Project to improve data compression, from your smart glasses to the stars
A Department of Energy-funded partnership between Virginia Tech, Argonne National Laboratories, and the Ohio State University is working to develop a flexible, customizable data compression technique for the future.
Our world is awash with data these days. While that’s true in many aspects of our lives, it’s a pressing issue for applications from augmented and virtual reality systems such as smart glasses to deep space communications, which require large amounts of data to be transmitted and stored continuously or over immense distances in order to perform.
These vastly different use cases — from immersive, dynamic, real-time video to long-range information transmission — present a challenge and an opportunity to create a data compression method that can be customized to the user’s needs.
That’s exactly what electrical and computer engineering Professor Lingjia Liu, part of Virginia Tech’s Institute for Advanced Computing, is working on in conjunction with Argonne National Laboratories and the Ohio State University as part of a $3 million Department of Energy grant-funded project.

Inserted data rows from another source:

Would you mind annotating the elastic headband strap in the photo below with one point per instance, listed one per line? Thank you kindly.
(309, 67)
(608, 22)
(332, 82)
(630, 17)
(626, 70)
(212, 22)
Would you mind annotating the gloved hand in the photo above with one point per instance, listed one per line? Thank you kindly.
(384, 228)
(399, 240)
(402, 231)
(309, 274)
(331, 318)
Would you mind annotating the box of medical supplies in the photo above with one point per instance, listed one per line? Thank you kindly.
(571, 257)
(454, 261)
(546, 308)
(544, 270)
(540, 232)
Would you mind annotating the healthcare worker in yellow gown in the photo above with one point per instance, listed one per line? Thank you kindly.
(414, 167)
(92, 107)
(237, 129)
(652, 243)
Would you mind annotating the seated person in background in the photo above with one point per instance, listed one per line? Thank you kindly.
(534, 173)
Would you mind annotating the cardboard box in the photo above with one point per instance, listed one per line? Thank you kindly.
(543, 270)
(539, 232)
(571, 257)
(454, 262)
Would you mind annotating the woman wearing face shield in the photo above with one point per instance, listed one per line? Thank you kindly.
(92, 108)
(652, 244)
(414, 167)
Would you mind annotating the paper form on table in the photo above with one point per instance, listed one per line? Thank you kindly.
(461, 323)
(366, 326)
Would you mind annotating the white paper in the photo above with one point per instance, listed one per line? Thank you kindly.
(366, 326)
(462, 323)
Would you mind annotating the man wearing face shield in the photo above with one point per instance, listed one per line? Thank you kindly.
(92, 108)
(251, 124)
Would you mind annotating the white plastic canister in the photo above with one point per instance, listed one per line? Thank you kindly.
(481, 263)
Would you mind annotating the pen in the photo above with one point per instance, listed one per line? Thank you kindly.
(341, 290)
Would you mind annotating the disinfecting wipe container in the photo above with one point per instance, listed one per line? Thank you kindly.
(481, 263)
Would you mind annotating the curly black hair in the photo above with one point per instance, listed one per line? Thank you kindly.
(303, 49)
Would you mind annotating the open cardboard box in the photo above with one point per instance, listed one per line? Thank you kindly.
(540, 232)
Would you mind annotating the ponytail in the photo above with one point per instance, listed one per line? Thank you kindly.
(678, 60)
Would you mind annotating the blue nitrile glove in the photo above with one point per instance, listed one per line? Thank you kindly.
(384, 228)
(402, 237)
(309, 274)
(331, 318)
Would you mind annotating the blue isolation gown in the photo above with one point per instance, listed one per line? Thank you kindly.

Their three-headed approach allows each party to bring a specialty to the table to help forward the science and math that make these technological leaps possible.
“This collaboration is a testimony that state-of-the-art knowledge in wireless can be transferred to the design of advanced computing philosophy,” said Liu. “This opens up the door for a whole lot of collaborative work in the domain of computing and communication.”
Just as the computing power arms race continues unabated, so does the race to improve compression ratios, or the factor by which data can be compressed for transmission — the higher the number, the better. In 2016, Argonne hit an upper bounds of a compression ratio around 10. A year later, it had basically doubled that. Several years after that, a new data decorrelation method pushed it to near 50. And now? It can reach 1,000 or more.
According to Sheng Di, computer scientist at Argonne National Laboratory, we don’t know the upper limit of compression ratios because existing information theory was developed before lossy compression, the kind that this project is studying. In that process, some information is discarded — or lost — intentionally, while endeavoring to maintain enough data to deliver the correct result on the other end of the transmission.
“In order to answer these questions, we need some mathematicians, like Professor Liu, to help us,” said Di. “We need to work together because we are the compression experts and Lingjia is the theory expert.”
Liu first started working with Argonne in October 2023, consulting on information theory focused on fundamental limits of data compression, after being introduced by computer science Professor Ali Butt, who had a longstanding relationship with the lab. After almost a year of frequent discussion, they understood he was the right partner for this project.
“It’s not so much cross-institutional as it’s cross-disciplinary,” said Kirk Cameron, faculty lead and interim director of the Institute for Advanced Computing. “There’s a tremendous benefit, particularly here in the D.C. area, of being known as thought leaders in a particular space. And that’s why you get the phone call.”
To that end, Liu was enlisted to develop new information theory to derive the upper bound for compression ratio, or lossy compressibility. His counterparts at Ohio State are working to try to preserve user requirements for different use cases and types of data sets. Argonne is then using those guidelines to work to further improve compression ratios, based on this theory.
What’s novel about this particular project is the compressor’s adaptability depending on the user and use case. If speed is the priority, it can work at up to 500GB per second, close to the memory bandwidth of a GPU. If the compression ratio itself is paramount, it can reach or even exceed that 1,000 mark. Proving that it meets those user requirements within their error bounds — in other words, without losing any information that fundamentally changes the data — could create a customizable model for a wide range of applications.
“We need to understand the user’s requirements and what kinds of metrics or analysis they want to preserve during the lossy compression process,” said Di. “Our compressor is also kind of a framework, which allows users to compose or customize a compression pipeline according to their requirements.”
Just finishing the first year of the three-year project, the research currently is focused on a trio of scientific applications: climate simulation, combustion application, and material science. But Liu sees a broad range of potential applications beyond that, due to the specific novelty of the approach.
“The data set that Argonne is interested in is very complicated with many practical constraints,” he said. “Therefore, the project is really trying to characterize some fundamental limits under realistic constraints that will have significant impacts and guidance on the actual computing algorithm design.”
For wireless and content providers, to satellite operators and space programs, the results of such a highly customizable framework could fundamentally shift what’s possible. And it highlights why these research partnerships are so crucial for continual progress that impacts our lives in ways seen and unseen.
“Whether it’s industry, or national laboratories, or just scientists in general, they take notice of, and they build upon our work,” said Cameron. “Everybody goes back to the source eventually to see what the source is thinking next.”